Despite intensive ongoing studies, researchers have yet to definitively prove if—or how—abacavir increases the risk of a heart attack. Two other studies have also found at least some increased risk of heart attacks for people on abacavir. This—along with a separate study that found an increased risk of treatment failure in people with very high HIV levels before starting abacavir treatment—led the committee that develops HIV treatment guidelines for the U.S. Department of Health and Human Services (DHHS) to downgrade abacavir from a “preferred” part of HIV regimens in people starting antiretroviral therapy to “alternative” several months ago.

Now, researchers from GSK in the United States and the United Kingdom, led by Cindy Brothers, MSPH, have published an analysis of data from 52 clinical trials and 14,174 HIV-positive patients they collected from abacavir studies sponsored by GSK. In a larger analysis, Brothers’s team compared health outcomes from 9,502 adults who took abacavir with 4,672 adults who did not take abacavir. A second smaller analysis was conducted using data from 3,262 patients who were randomized in a controlled manner to either an abacavir- or non-abacavir-containing regimen. Randomizing people to one arm of a study or another helps ensure that any differences in efficacy or side effects from a drug are actually due to the drug, instead of other factors related to their health.
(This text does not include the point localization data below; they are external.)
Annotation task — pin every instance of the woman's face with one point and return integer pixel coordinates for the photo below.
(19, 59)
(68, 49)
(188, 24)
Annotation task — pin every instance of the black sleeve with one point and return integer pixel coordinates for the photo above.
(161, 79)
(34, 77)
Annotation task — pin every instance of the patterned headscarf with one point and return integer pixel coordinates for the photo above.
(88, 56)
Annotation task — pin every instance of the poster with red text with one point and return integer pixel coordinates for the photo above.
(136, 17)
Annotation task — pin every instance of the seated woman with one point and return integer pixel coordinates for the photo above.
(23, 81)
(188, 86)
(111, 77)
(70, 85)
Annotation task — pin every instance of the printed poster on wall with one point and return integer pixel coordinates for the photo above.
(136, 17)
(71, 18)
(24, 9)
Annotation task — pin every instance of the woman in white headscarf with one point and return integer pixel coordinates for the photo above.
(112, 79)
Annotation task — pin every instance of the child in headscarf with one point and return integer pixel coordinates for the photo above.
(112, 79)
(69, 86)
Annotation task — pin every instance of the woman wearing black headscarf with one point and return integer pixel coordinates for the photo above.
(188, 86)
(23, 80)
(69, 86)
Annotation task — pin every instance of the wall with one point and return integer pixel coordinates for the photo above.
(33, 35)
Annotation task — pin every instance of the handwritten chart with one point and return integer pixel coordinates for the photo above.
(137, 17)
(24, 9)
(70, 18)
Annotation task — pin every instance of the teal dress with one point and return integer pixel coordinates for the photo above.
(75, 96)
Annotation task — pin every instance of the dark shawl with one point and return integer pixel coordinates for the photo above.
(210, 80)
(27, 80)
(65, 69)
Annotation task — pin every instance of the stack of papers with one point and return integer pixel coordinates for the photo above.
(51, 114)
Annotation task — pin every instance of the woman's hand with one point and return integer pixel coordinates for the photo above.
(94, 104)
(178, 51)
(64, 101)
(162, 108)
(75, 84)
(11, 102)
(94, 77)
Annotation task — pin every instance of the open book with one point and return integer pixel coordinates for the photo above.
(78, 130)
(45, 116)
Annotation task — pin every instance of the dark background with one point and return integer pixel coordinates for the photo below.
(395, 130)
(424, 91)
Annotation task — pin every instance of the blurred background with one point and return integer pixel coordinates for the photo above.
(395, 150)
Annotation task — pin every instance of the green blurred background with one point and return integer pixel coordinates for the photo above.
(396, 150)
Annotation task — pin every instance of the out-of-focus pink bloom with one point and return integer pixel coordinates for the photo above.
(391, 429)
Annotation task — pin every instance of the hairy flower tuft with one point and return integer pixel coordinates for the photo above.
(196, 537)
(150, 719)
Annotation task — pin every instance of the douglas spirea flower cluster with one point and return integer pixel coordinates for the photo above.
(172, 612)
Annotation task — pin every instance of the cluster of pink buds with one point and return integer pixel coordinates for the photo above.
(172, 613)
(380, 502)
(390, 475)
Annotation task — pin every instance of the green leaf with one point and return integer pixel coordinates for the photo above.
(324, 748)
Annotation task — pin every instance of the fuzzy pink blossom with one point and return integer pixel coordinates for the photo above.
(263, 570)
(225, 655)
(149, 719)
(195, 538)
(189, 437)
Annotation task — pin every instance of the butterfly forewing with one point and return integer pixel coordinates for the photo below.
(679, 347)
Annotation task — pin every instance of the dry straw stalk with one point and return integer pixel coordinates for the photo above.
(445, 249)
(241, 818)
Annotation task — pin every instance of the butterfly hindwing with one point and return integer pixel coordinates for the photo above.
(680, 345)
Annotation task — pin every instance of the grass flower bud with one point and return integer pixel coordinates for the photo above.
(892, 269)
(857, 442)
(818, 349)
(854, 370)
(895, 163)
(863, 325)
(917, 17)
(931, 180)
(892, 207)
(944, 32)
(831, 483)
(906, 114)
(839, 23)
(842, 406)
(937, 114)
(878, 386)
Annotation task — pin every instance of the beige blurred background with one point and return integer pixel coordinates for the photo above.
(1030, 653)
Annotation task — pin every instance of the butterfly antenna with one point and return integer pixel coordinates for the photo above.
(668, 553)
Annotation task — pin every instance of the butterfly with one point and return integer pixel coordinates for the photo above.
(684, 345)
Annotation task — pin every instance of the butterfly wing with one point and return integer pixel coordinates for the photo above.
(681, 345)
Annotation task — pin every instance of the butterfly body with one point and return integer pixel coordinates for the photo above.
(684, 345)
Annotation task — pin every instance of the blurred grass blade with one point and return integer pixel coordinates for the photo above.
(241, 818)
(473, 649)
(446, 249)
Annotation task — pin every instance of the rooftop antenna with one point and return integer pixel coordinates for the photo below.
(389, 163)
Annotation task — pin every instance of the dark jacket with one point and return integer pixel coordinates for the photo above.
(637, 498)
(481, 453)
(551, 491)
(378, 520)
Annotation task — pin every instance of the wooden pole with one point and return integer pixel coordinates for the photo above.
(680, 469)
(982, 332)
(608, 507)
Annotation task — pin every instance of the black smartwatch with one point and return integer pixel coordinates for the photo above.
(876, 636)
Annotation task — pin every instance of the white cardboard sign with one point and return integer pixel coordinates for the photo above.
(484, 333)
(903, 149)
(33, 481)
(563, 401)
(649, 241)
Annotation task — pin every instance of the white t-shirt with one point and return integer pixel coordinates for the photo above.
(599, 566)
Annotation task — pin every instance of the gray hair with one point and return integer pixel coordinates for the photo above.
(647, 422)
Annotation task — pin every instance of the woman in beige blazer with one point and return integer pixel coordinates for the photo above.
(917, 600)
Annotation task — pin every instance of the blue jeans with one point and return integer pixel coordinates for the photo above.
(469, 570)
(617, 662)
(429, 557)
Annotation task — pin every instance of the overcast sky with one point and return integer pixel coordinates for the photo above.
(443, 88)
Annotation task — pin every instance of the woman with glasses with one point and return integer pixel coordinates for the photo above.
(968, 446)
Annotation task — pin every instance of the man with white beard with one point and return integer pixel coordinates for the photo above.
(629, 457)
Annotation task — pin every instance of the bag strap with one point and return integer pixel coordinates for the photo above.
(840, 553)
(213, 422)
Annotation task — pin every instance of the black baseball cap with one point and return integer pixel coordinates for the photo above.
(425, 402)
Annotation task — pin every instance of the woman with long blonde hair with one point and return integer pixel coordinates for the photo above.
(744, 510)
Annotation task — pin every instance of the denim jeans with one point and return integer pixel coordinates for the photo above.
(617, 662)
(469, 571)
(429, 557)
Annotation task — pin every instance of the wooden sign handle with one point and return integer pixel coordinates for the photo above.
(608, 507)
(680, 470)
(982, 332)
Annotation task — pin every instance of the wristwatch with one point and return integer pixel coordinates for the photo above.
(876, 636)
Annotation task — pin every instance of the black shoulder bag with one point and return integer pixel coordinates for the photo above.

In both analyses, Brothers’s team found that people taking abacavir had no increased risk of a heart attack or other heart-related problems compared with people not taking abacavir. The authors state their data are an important counterpoint to the earlier D:A:D data, not only because the results were different, but also because the types of studies were different.

D:A:D is a large observational study, which can’t control at the outset for factors that may have led people taking abacavir to have had a higher risk for heart attacks in the first place, and thus it made abacavir seem worse than it is. The GSK analysis, on the other hand, was able to control for some risk factors at the outset in some of the patients, which adds strength to its researchers’ conclusion.

According to Brothers and her colleagues, the numbers in the GSK study are small enough, and the follow-up so short, that it may not have the power to detect a potential heart attack risk increase. They also acknowledge certain heart attack risk factors, such as low-density lipoprotein (LDL) cholesterol levels, were not taken into account before randomizing people to either take or to not take abacavir. Ultimately, the authors state that further research will be needed to settle the controversy.